View source: R/combine.chains.r
combine.chains | R Documentation |
Combines two lists of chains from ifm.naive.MCMC, ifm.missing.MCMC, or ifm.robust.MCMC into one list where each element is the concatenated chains.
combine.chains(x1, x2, nburnin, nthin = 1, z.thin = TRUE)
x1 |
First list of chains. |
x2 |
Second list of chains. |
nburnin |
Number of initial iterations to discard. |
nthin |
If nthin>1, subsets to every nthin^th sample |
z.thin |
logical; defaults to TRUE. Thinning for the posterior sample of the occupancy states. If true, uses thinning equal to 5. The posterior sample of occupancy states is a large nsite x nyear x niter array, and this option reduces memory usage.
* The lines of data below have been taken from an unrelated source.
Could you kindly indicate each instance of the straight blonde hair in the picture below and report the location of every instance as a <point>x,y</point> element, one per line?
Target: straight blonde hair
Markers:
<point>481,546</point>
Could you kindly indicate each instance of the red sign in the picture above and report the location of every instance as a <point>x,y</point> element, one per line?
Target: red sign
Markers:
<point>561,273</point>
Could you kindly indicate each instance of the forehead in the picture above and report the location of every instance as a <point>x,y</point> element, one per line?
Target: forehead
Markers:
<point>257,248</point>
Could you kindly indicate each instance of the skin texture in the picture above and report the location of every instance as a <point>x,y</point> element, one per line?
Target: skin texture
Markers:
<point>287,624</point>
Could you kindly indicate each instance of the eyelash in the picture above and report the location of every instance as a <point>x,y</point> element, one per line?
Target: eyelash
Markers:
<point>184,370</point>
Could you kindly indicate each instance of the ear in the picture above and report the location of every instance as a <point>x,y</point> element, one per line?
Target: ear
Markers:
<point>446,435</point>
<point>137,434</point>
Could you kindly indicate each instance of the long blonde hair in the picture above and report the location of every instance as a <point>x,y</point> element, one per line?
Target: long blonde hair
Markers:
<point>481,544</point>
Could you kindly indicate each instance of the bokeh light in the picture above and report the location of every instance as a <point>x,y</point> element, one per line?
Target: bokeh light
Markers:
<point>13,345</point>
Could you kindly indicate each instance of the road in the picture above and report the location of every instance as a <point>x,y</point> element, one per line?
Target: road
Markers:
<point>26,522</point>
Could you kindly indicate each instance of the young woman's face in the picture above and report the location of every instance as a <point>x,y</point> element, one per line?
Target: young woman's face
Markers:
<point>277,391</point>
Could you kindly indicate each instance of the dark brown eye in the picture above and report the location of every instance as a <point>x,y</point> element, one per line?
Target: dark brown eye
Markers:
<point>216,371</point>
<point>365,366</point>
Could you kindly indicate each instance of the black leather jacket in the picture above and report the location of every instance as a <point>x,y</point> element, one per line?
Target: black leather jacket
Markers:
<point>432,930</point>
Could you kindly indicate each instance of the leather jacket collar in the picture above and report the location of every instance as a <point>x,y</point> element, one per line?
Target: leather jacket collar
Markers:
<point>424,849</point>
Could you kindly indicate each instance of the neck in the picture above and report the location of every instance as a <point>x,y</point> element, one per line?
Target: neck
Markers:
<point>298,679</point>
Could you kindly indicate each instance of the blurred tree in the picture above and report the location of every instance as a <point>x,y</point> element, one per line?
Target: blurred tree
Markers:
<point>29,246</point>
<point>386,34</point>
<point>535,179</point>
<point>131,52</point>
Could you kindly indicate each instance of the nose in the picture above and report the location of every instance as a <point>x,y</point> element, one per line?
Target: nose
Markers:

Ignored if the chain is from the ifm.naive.MCMC (where occupancy states are fixed). |
Named list with the same names as the inputs x1 and x2
Benjamin Risk
data(simulatedifm) init1=list(alpha=runif(1,1,30), b=runif(1,0,5),y=runif(1,0,20),e=runif(1,0,1),x=runif(1,0,5)) inm1 <- ifm.naive.MCMC(niter=500,init=init1,z.data = z.sim,site.distance=sim.distance,site.area=sim.area, sd.prop.alpha=4,sd.prop.b=0.6,sd.prop.y=40,sd.prop.e=0.05,sd.prop.x=0.4,nthin=1,print.by=100) init1=list(alpha=runif(1,1,30), b=runif(1,0,5),y=runif(1,0,20),e=runif(1,0,1),x=runif(1,0,5)) inm2 <- ifm.naive.MCMC(niter=500,init=init1,z.data = z.sim,site.distance=sim.distance,site.area=sim.area, sd.prop.alpha=4,sd.prop.b=0.6,sd.prop.y=40,sd.prop.e=0.05,sd.prop.x=0.4,nthin=1,print.by=100) sim.inm=combine.chains(inm1,inm2,nburnin=0,nthin=1)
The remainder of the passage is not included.